The Critics' Corner on THE MERRY WIDOW
The Merry Widow cost $1.6 million to make and lost about $100,000 during its initial release. Historians have attributed the film's box-office failure to the popularity of more American musicals like the Busby Berkeley extravaganzas at Warner Bros. and the Fred Astaire-Ginger Rogers films at RKO.
"Doing it in his own way, yet refraining from committing mayhem on the lovely Lehar masterpiece, Lubitsch has turned in a winner in this Merry Widow. As the music sweeps, so sweeps Lubitsch. It's a swell picture on its own and a credit to picturedom in general." - Bige, Variety.
"The new Ernst Lubitsch confection, a witty and incandescent rendition of The Merry Widow, had its first public hearing on this earth last night, where it was presented amid the tumult and the shouting which befit important cinema openings and perhaps the coronation of emperors." - The New York Times.
"Undoubtedly this charming, tongue-in-cheek version of Lubitsch comes closest to the composer's and librettists' intentions, even though only half the score is sung and that almost entirely by Jeanette MacDonald." - George Sadoul, Dictionary of Films.

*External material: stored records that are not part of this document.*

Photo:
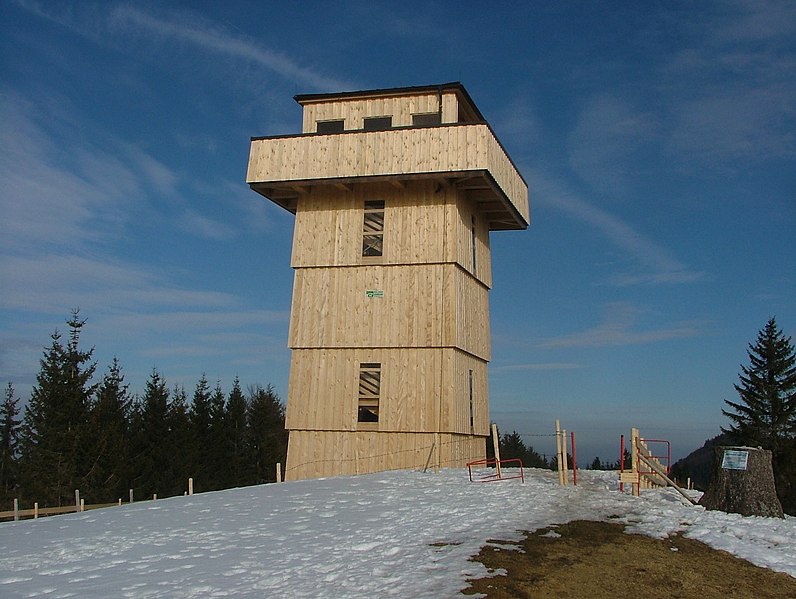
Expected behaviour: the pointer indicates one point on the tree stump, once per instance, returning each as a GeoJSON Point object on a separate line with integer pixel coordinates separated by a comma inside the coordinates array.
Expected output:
{"type": "Point", "coordinates": [742, 482]}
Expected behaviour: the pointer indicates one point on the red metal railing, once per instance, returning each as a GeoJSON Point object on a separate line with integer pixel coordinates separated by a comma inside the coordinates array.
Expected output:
{"type": "Point", "coordinates": [659, 458]}
{"type": "Point", "coordinates": [499, 474]}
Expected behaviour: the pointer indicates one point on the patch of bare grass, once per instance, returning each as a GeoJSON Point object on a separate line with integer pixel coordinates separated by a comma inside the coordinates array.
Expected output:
{"type": "Point", "coordinates": [595, 560]}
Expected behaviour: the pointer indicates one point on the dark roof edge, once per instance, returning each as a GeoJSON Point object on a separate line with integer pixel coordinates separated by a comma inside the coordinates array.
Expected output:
{"type": "Point", "coordinates": [389, 91]}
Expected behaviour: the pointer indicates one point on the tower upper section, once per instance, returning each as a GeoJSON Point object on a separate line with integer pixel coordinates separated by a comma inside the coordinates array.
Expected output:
{"type": "Point", "coordinates": [395, 135]}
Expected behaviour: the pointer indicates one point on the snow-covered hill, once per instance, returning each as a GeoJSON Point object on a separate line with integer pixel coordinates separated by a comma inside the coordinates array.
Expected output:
{"type": "Point", "coordinates": [405, 534]}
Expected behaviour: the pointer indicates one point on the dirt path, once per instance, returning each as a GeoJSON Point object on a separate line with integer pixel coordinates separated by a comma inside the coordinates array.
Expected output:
{"type": "Point", "coordinates": [594, 560]}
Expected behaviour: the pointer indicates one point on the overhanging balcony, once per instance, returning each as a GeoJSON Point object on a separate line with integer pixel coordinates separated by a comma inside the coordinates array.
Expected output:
{"type": "Point", "coordinates": [468, 156]}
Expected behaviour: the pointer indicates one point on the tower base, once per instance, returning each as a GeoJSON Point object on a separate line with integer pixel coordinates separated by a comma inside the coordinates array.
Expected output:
{"type": "Point", "coordinates": [316, 454]}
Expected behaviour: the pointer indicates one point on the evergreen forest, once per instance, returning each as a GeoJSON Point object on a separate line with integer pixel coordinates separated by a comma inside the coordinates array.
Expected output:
{"type": "Point", "coordinates": [88, 432]}
{"type": "Point", "coordinates": [764, 415]}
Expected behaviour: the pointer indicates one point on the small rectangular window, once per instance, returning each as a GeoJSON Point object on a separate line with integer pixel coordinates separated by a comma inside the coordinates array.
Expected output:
{"type": "Point", "coordinates": [335, 126]}
{"type": "Point", "coordinates": [369, 392]}
{"type": "Point", "coordinates": [474, 243]}
{"type": "Point", "coordinates": [426, 119]}
{"type": "Point", "coordinates": [377, 123]}
{"type": "Point", "coordinates": [472, 409]}
{"type": "Point", "coordinates": [373, 229]}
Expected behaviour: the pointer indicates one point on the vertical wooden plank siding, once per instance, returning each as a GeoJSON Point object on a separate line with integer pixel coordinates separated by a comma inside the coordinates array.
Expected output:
{"type": "Point", "coordinates": [460, 148]}
{"type": "Point", "coordinates": [313, 454]}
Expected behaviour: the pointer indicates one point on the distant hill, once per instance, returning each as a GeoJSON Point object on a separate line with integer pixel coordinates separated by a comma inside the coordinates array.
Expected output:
{"type": "Point", "coordinates": [697, 464]}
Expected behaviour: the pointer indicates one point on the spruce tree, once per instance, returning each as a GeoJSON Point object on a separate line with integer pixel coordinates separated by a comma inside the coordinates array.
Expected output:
{"type": "Point", "coordinates": [153, 457]}
{"type": "Point", "coordinates": [765, 416]}
{"type": "Point", "coordinates": [199, 419]}
{"type": "Point", "coordinates": [267, 434]}
{"type": "Point", "coordinates": [180, 440]}
{"type": "Point", "coordinates": [56, 434]}
{"type": "Point", "coordinates": [9, 443]}
{"type": "Point", "coordinates": [218, 457]}
{"type": "Point", "coordinates": [239, 468]}
{"type": "Point", "coordinates": [766, 413]}
{"type": "Point", "coordinates": [110, 421]}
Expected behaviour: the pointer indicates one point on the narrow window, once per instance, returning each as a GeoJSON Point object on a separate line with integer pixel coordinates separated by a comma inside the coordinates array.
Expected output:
{"type": "Point", "coordinates": [472, 410]}
{"type": "Point", "coordinates": [426, 119]}
{"type": "Point", "coordinates": [473, 242]}
{"type": "Point", "coordinates": [377, 123]}
{"type": "Point", "coordinates": [335, 126]}
{"type": "Point", "coordinates": [369, 392]}
{"type": "Point", "coordinates": [373, 228]}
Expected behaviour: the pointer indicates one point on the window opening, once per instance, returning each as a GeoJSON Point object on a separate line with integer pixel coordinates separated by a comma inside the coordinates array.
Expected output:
{"type": "Point", "coordinates": [473, 243]}
{"type": "Point", "coordinates": [377, 123]}
{"type": "Point", "coordinates": [369, 392]}
{"type": "Point", "coordinates": [335, 126]}
{"type": "Point", "coordinates": [426, 119]}
{"type": "Point", "coordinates": [472, 410]}
{"type": "Point", "coordinates": [373, 228]}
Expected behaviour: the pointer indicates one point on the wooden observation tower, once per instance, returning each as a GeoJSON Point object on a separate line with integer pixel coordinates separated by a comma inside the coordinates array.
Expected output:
{"type": "Point", "coordinates": [395, 192]}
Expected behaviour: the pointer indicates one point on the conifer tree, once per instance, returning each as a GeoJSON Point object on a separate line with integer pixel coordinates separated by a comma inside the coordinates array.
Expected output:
{"type": "Point", "coordinates": [110, 421]}
{"type": "Point", "coordinates": [267, 434]}
{"type": "Point", "coordinates": [9, 443]}
{"type": "Point", "coordinates": [180, 440]}
{"type": "Point", "coordinates": [219, 454]}
{"type": "Point", "coordinates": [56, 434]}
{"type": "Point", "coordinates": [238, 466]}
{"type": "Point", "coordinates": [199, 418]}
{"type": "Point", "coordinates": [153, 456]}
{"type": "Point", "coordinates": [765, 416]}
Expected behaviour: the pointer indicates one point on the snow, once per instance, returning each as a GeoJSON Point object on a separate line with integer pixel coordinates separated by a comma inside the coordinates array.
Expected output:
{"type": "Point", "coordinates": [393, 534]}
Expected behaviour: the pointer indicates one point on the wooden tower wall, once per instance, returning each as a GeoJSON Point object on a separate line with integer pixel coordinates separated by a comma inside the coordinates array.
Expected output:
{"type": "Point", "coordinates": [404, 333]}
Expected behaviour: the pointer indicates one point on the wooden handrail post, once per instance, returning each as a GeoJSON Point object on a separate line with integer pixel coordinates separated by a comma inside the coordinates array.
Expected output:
{"type": "Point", "coordinates": [559, 458]}
{"type": "Point", "coordinates": [634, 461]}
{"type": "Point", "coordinates": [496, 445]}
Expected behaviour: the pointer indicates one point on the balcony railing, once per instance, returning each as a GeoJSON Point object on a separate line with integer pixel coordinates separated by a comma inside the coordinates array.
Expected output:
{"type": "Point", "coordinates": [278, 165]}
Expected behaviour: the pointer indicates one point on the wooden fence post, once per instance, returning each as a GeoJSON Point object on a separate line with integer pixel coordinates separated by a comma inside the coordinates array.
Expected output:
{"type": "Point", "coordinates": [574, 460]}
{"type": "Point", "coordinates": [496, 444]}
{"type": "Point", "coordinates": [634, 461]}
{"type": "Point", "coordinates": [559, 454]}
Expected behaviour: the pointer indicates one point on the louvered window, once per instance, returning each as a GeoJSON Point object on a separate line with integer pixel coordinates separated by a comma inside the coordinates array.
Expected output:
{"type": "Point", "coordinates": [369, 392]}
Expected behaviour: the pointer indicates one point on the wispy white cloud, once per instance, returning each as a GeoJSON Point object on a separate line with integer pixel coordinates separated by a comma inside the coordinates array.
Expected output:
{"type": "Point", "coordinates": [729, 93]}
{"type": "Point", "coordinates": [620, 327]}
{"type": "Point", "coordinates": [106, 22]}
{"type": "Point", "coordinates": [657, 265]}
{"type": "Point", "coordinates": [605, 138]}
{"type": "Point", "coordinates": [535, 366]}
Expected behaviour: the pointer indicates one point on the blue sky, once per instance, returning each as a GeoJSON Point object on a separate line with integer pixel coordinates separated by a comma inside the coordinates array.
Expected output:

"it is Lubitsch; it is also Hollywood; it is the cream of the American bourgeois film. It is a charlotte russe." - Peter Ellis, New Masses.
"Patchy, but sometimes sparkling version." - Halliwell's Film & Video Guide.
AWARDS & HONORS
The Merry Widow won the Oscar® for Best Art Direction for Cedric Gibbons and Fredric Hope. It was the film's only nomination.